Spät bei meiner Rückkehr ins Hotel Wedina in Hamburg wartete gestern dort schon – verkörpert durch sein neuestes Buch – ein Mit-Schwabe auf mich, weder ein sparsamer Neckarschwabe noch ein fleißiger Lechschwabe allerdings, sondern ein tüchtiger Banater Schwabe: Richard Wagner, geboren 1952. Wir Schwaben sind oft eines Sinnes, zum Schwaben Wagner würde ich mich sofort an den Frühstückstisch setzen, selbst wenn er der einzige Hotelgast wäre. Sein schmerzhaft schürfendes Buch „Habsburg“ schlage ich an einer beliebigen Stelle auf, hier S. 158: „Heute ist der Hitler-Stalin-Pakt-Vergleich in Ostmitteleuropa fast so beliebt wie in Deutschland der Hitler-Vergleich.“ Na, das passt ja zur Seite 1 unten in der heutigen Süddeutschen!

Eine wichtige Vergleichsgröße für russische Politiker sollte in unseren Augen jederzeit  der Innenminister und zeitweilige Premierminister Pjotr A. Stolypin (1862-1911) bilden. Über ihn schrieben wir am 5. Januar  2009 in diesem Blog: „Stolypin war einer jener Politiker, die in der zaristischen Spätzeit vernommen hatten, was die Uhr geschlagen hatte. Er versuchte durch einschneidende Reformen die schlimme Lage der Bauern zu verbessern, indem er ihnen neue Anrechte auf Grund und auf billiges Kapital verschaffte. Er kämpfte für eine effizientere Verwaltung, versuchte einen vernünftig geregelten Markt für die aufstrebende Industrie zu schaffen. Stolypin setzte auf grundlegende Reformen, ohne jedoch die Zarenherrschaft insgesamt in Frage zu stellen. Das Mittel der Revolution lehnte er ab, seine Agenda verlangte dem herrschenden Zaren und dem Adel weitreichende Zugeständnisse ab, ohne den Antimonarchisten Vorschub zu leisten.“

Der Totalitarismus ist tot.

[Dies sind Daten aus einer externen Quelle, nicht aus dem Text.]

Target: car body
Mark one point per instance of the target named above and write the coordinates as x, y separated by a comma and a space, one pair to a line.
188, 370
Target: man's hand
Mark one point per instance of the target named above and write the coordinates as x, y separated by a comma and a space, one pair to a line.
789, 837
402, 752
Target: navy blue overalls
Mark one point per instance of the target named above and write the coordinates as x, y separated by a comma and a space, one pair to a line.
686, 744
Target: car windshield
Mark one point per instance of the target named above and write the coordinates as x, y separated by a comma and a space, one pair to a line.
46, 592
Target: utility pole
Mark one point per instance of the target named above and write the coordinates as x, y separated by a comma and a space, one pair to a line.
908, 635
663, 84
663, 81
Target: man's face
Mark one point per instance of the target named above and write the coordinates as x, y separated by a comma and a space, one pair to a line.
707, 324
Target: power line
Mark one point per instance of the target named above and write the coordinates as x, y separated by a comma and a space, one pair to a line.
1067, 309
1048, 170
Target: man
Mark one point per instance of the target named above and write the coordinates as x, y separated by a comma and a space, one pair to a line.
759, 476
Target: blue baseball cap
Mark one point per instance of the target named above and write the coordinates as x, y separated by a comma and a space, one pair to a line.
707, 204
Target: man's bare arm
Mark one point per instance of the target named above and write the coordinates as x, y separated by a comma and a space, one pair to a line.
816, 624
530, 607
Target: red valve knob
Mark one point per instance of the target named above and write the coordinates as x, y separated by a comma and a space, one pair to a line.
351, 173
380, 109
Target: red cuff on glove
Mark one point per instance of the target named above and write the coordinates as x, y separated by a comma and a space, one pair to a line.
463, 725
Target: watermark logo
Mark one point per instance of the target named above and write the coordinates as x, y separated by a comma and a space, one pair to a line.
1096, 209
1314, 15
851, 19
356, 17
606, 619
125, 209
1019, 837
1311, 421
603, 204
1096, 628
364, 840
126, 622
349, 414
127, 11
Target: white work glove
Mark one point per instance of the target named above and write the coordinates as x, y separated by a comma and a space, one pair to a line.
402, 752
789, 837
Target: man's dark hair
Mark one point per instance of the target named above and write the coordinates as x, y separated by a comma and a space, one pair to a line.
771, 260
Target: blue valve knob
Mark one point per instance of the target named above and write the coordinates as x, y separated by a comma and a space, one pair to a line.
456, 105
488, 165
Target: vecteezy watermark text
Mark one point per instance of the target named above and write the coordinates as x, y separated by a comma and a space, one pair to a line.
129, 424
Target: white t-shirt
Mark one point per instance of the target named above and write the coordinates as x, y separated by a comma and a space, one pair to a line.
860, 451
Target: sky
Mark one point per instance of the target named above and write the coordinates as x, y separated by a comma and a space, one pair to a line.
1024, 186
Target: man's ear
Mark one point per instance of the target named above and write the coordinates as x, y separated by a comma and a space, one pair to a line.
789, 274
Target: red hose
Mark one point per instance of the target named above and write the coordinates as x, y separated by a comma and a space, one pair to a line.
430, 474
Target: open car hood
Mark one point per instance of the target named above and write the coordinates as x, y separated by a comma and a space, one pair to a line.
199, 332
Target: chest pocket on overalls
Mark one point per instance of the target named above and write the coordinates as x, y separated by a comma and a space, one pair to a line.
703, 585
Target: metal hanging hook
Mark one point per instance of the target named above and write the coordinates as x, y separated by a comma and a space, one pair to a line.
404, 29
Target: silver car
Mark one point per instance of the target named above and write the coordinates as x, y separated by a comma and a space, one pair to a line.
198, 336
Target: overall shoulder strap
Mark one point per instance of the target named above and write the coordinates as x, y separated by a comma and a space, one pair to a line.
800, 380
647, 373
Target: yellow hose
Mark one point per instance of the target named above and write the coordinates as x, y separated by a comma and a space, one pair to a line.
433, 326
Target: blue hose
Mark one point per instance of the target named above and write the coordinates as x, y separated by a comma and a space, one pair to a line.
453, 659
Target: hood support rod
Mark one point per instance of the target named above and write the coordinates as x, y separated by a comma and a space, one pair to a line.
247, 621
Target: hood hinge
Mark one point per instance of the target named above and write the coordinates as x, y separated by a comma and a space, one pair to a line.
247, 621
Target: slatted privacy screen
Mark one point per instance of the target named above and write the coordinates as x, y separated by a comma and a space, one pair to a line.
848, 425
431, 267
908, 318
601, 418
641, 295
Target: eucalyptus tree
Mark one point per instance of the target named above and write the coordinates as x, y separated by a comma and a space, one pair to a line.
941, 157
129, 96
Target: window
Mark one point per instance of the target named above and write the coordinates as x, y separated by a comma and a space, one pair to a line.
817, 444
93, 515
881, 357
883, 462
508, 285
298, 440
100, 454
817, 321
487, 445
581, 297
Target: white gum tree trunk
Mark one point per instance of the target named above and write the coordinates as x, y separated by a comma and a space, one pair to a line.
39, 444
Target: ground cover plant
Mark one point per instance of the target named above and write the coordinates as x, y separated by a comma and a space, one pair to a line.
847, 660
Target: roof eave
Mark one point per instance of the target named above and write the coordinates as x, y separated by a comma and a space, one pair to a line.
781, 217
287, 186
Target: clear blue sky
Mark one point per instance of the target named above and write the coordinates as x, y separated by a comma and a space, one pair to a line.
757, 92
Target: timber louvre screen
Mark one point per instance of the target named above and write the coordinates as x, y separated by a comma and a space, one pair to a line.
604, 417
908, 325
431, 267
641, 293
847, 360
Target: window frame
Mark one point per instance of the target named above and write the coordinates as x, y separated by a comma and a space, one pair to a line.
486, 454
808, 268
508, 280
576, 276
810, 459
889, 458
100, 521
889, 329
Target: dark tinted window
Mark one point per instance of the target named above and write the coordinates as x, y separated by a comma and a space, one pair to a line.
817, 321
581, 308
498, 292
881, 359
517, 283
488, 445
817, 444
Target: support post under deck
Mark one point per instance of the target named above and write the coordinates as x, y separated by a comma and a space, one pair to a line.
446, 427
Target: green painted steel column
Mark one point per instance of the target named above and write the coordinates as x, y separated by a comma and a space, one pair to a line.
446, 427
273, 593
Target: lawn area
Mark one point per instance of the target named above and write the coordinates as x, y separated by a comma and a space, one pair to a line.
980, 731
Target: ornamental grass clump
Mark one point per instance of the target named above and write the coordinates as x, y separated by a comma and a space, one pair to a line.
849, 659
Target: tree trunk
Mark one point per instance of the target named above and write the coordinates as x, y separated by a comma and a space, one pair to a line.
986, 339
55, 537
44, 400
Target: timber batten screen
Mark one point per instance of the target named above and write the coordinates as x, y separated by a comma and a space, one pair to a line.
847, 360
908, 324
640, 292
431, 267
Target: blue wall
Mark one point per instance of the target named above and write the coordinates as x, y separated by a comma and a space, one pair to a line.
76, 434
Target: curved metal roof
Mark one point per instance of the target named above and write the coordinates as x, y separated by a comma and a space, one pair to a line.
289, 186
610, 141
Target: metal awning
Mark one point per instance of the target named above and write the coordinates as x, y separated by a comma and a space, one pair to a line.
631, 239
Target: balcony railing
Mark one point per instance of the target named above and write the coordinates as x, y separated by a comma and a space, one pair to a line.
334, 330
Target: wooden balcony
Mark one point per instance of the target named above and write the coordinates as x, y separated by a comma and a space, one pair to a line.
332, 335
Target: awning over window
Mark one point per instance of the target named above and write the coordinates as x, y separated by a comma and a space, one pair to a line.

Russland hat sich dauerhaft und glaubwürdig – wie ich immer wieder erfahre – vom Zwangssystem der kommunistischen Diktatur losgesagt. Es sucht nun mögliche historische Vorbilder. Die Eröffnungsveranstaltung der Olympischen Spiele in Sotschi war sicherlich ein verlässlicher Hinweis auf die intensive Suche des heutigen Russland nach positiven Anknüpfungspunkten. Das Grauen der Geschichte kann niemals ausreichen, um einen Weg in die Zukunft zu bahnen. Völlig zu Recht wurden aus der Feier die üblichen heroischen Beschwörungen der sowjetischen Geschichtsklitterung verbannt.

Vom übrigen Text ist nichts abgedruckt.